An eine bekannte Unbekannte
Persönlich kennen wir uns nicht. Deswegen schreibe ich an Sie, die Sie von dieser Zeitungsstelle her bekannt sind als mir „bekannte Unbekannte". Nur über Geschriebenes verkehrten wir miteinander, und um Ihr Geschriebenes geht es mir heute, Frau Elisabeth Simon.
Kürzlich verabschiedeten Sie sich von dieser Stelle mit einer letzten Kolumne von Ihrer Kolumne „Wortmeldungen einer Alten“. Fast drei Jahre lang schrieben Sie einmalig im Monat. Einmalig in mehrerer Hinsicht. Deswegen kommen Sie mir nicht so „sang- und klanglos“ davon.
Was sind Ihre Kolumnen für mich und etliche andere gewesen, die ich auf Sie ansprach? Ihre Kolumnen sind auch Ihre Person. Erinnern wir uns: „Person“ stammt von personare=lat.=hindurchtönen. Im antiken Theater hielten die Schauspieler eine Maske vor ihr Gesicht und sprachen, tönten durch diese hindurch entsprechend ihrer Rolle, ihren Texten. Durch Ihre Kolumnen zum Älterwerden und Altsein tönte durch, dass Sie es gerne und temperamentvoll sind: Alter und Alt.
Ihr Hindurchtönen in den Kolumnen brachte Ihren Lesern die Ur-Zeitpunkte jedes menschlichen Lebens nahe: Themen wie Liebe (mit und ohne Kinderkriegen), kleine, große und letzte Abschiede, die ja alle miteinander verwandt sind, Krise und Neubeginn...
Eine sehr junge Frau (eine mit schon ausgetauschten Lebensabschnittspartnern) hörte ich über Sie sagen: „Deren Männerbild möcht ich wohl haben...“. Es klang nachdenklich, eine Spur sehnsüchtig. 82 Jahre sollen Sie - angeblich -sein.
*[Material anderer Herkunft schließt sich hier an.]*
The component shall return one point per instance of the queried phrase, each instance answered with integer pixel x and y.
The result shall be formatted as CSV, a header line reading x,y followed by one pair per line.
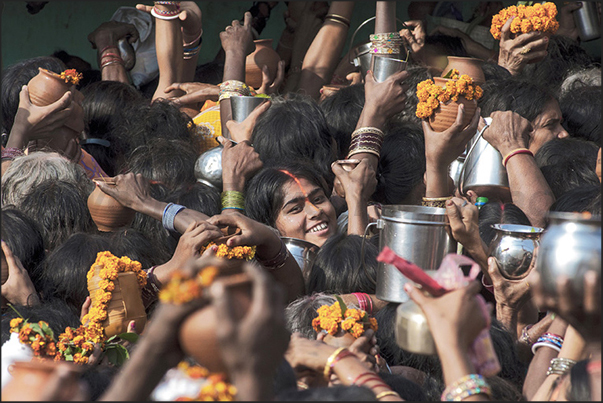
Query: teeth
x,y
319,227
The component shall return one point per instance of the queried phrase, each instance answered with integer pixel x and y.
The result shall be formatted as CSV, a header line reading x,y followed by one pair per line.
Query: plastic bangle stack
x,y
366,140
169,213
435,201
234,88
389,43
548,340
364,302
276,262
232,199
339,19
469,385
10,153
516,152
337,355
560,366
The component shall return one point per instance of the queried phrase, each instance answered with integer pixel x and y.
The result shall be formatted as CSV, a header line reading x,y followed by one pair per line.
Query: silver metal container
x,y
304,253
483,171
383,67
241,107
513,247
587,21
571,246
208,167
420,235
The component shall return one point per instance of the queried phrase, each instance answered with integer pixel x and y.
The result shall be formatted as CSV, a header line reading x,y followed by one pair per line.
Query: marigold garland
x,y
333,317
71,76
180,290
538,17
430,95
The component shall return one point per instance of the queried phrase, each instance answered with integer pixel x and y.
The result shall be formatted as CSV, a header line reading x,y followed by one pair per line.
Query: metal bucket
x,y
419,234
483,171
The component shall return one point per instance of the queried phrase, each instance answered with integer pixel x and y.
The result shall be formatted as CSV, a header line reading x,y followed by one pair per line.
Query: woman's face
x,y
547,126
307,213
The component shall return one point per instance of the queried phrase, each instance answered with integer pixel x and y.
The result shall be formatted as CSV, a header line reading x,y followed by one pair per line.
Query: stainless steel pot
x,y
304,252
420,235
571,246
513,247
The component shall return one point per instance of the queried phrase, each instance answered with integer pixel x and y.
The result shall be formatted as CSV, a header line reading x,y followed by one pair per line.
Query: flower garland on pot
x,y
430,95
332,318
529,18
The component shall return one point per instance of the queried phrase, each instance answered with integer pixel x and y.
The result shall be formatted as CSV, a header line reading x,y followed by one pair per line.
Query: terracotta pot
x,y
125,305
466,65
445,115
108,214
48,87
263,54
197,335
30,378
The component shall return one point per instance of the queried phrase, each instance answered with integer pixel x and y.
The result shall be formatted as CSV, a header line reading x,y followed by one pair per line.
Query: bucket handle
x,y
488,121
363,24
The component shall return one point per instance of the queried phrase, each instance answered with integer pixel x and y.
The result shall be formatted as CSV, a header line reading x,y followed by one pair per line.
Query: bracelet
x,y
515,152
278,261
544,344
169,213
330,360
560,366
10,153
468,385
386,393
525,336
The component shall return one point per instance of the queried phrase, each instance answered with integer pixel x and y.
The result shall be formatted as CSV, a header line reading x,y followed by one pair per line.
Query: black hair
x,y
59,210
103,103
402,165
498,213
338,269
342,111
171,162
142,122
558,151
580,199
581,111
523,97
14,77
563,55
64,270
567,175
264,196
295,128
25,241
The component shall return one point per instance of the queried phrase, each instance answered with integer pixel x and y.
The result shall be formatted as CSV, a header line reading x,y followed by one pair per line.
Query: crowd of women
x,y
317,162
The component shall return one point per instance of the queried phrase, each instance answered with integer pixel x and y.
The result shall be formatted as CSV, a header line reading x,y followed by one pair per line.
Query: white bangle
x,y
162,17
544,344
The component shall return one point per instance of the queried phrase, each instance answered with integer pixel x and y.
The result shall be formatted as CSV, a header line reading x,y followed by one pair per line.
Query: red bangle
x,y
515,152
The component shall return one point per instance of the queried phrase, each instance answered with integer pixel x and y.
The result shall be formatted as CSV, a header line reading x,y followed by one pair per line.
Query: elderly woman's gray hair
x,y
28,171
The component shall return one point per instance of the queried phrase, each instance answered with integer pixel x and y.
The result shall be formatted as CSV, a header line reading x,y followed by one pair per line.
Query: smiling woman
x,y
294,199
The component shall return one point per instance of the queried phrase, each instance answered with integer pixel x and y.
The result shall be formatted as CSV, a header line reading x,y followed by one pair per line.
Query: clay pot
x,y
108,214
197,335
445,115
48,87
30,378
263,55
466,65
125,305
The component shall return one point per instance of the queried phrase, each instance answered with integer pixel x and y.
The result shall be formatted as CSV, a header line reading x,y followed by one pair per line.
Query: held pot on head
x,y
513,247
419,234
570,246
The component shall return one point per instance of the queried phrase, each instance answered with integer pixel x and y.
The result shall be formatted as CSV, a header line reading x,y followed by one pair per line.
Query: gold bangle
x,y
386,393
327,370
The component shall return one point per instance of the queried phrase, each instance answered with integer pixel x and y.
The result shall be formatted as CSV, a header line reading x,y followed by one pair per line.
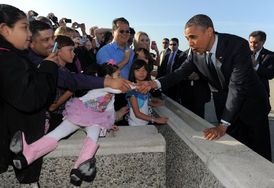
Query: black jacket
x,y
26,92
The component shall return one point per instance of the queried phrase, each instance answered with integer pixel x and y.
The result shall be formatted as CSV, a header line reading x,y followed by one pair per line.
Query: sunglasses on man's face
x,y
124,31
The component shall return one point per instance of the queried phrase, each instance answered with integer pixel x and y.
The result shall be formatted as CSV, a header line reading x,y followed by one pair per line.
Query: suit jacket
x,y
162,69
266,67
240,84
172,92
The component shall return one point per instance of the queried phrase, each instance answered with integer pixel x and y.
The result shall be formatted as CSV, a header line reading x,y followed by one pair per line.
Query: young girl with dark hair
x,y
138,102
26,91
93,111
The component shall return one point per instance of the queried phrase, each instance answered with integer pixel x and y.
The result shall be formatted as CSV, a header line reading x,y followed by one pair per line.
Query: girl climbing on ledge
x,y
93,112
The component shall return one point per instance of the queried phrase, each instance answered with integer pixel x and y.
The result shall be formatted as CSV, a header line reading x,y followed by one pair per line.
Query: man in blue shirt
x,y
118,49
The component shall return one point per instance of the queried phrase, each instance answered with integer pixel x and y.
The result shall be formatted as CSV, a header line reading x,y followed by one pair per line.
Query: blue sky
x,y
162,18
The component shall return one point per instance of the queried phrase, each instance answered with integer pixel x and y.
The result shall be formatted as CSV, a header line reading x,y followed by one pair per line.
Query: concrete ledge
x,y
230,162
127,140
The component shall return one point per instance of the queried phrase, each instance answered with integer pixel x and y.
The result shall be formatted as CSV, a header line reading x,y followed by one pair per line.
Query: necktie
x,y
78,65
170,63
213,72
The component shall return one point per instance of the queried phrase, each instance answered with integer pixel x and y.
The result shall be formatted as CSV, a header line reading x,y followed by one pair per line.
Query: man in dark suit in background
x,y
262,59
193,92
169,64
240,100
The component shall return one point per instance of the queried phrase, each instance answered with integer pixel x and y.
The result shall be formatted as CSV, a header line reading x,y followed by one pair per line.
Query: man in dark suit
x,y
263,59
169,64
240,100
193,92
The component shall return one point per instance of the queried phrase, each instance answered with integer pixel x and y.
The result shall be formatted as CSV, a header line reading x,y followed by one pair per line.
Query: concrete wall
x,y
193,161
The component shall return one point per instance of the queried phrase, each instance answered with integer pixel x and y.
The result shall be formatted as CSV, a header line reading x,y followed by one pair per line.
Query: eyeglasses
x,y
124,31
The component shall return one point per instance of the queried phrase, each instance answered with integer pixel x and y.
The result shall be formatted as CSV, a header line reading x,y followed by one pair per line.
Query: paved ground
x,y
210,115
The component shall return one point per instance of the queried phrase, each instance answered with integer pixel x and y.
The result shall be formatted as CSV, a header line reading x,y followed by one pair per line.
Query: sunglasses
x,y
124,31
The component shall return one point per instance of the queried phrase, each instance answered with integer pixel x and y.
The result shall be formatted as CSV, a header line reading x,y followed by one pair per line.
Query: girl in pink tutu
x,y
93,112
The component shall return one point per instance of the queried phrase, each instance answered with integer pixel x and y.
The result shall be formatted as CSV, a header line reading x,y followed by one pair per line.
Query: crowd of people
x,y
102,79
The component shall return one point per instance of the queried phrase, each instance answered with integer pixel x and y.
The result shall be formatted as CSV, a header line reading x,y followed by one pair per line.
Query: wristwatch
x,y
226,125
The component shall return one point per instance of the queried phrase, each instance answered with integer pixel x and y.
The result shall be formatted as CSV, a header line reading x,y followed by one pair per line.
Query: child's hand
x,y
117,83
121,112
161,120
53,107
155,102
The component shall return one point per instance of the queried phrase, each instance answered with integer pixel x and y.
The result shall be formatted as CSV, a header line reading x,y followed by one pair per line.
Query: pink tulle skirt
x,y
77,113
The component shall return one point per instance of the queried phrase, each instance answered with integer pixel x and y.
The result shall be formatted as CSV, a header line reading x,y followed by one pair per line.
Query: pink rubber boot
x,y
29,153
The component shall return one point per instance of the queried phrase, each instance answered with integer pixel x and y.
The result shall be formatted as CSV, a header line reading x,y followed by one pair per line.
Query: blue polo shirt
x,y
113,51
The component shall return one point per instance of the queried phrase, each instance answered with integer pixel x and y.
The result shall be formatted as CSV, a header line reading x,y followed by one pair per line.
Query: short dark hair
x,y
10,15
260,34
200,20
175,40
36,26
121,19
137,64
107,69
64,41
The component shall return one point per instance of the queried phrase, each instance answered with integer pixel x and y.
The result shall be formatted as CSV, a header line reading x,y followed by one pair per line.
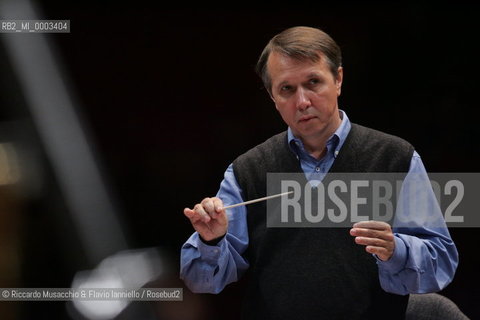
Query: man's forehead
x,y
280,66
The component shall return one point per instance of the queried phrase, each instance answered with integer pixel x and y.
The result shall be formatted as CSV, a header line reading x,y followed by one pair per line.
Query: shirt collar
x,y
334,142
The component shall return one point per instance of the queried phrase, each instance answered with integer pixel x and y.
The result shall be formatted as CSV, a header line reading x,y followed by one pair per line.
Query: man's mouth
x,y
305,118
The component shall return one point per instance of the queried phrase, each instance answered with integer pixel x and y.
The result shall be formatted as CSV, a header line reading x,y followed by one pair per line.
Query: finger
x,y
192,215
372,224
201,211
218,204
371,233
381,253
208,206
373,242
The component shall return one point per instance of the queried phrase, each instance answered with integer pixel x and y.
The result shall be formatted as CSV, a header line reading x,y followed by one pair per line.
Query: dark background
x,y
171,98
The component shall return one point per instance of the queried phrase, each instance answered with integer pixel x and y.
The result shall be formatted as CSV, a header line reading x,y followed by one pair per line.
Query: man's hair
x,y
301,43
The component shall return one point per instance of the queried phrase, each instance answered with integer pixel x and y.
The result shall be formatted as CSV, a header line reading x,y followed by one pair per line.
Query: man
x,y
365,272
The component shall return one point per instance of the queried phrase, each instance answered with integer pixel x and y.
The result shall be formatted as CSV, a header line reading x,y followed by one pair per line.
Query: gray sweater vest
x,y
315,273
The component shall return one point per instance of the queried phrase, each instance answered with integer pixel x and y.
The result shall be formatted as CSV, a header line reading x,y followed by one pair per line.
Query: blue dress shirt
x,y
424,260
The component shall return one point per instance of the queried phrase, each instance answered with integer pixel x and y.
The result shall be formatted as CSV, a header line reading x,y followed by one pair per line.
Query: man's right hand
x,y
208,218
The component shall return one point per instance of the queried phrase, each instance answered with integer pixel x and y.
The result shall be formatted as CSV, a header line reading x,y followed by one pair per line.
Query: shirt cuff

Ihre Geschichten nahmen weit jüngeren und noch älteren Menschen, als Sie und ich es sind, das Bedrohliche vor dem Altwerden, verringerte unseren Jugendwahn, ließ neugierig auf das warten, was anderen meist noch bevorsteht: Altsein.
Durch alle Ihre Arbeit schimmerte „Humor“ durch, der komplizierter entsteht, als manche glauben: Humor (nochmals ein bisschen Latein:) hängt mit Feuchtigkeit zusammen. Mit der Feuchtigkeit der Träne. In dieser Art Träne fließen Heiterkeit und Trauer, Vergnügtes und Schwieriges in der Dankbarkeit für ein erfülltes Leben zusammen.
Sie haben sehr eindrucksvoll einfühlsam geweint in Ihren Kolumnen, verehrte Frau Simon. Sie sagten auf winzigem Zeitungs-Platz viel Weises, was mich an eine frühe Ming-Dynastie in China erinnert: Dort mussten die Familien mit einer weisen Großmutter mehr Steuern zahlen als die ohne. Die Weisheit der Alten nutzte der ganzen Familie, weshalb man für diese Bevorteilung besteuert wurde. Man vergleiche das Heute, in dem Kindern Geld draufgegeben wird, nur damit sie ihre Alten behalten.
In Ihrer Broschüre „Der goldene Ball“ mit dem Untertitel der nun von Ihnen beendeten Kolumne („Wortmeldungen einer Alten") lese ich, wie gerne und erfüllt und erfüllend Sie die langen Jahre mit Ihrem Mann Dr. Arno Kosmale erinnern - und davon weitergeben.
Und von so vielem mehr gaben Sie weiter, per-sonierten Sie. Vielen Dank Ihnen- und Herrn Nolte in der Redaktion. Doch, es gibt (noch) Journalisten, die auch Zeitraubendes in ihrer eiligen Zeitung vermitteln. Als kleine Chance zum „Innehalten für Wesentliches“: Die Wortmeldungen von Ihnen, Frau Simon. Sie - von Sprache und Foto her - attraktive weise, mir bekannte, unbekannte Alte!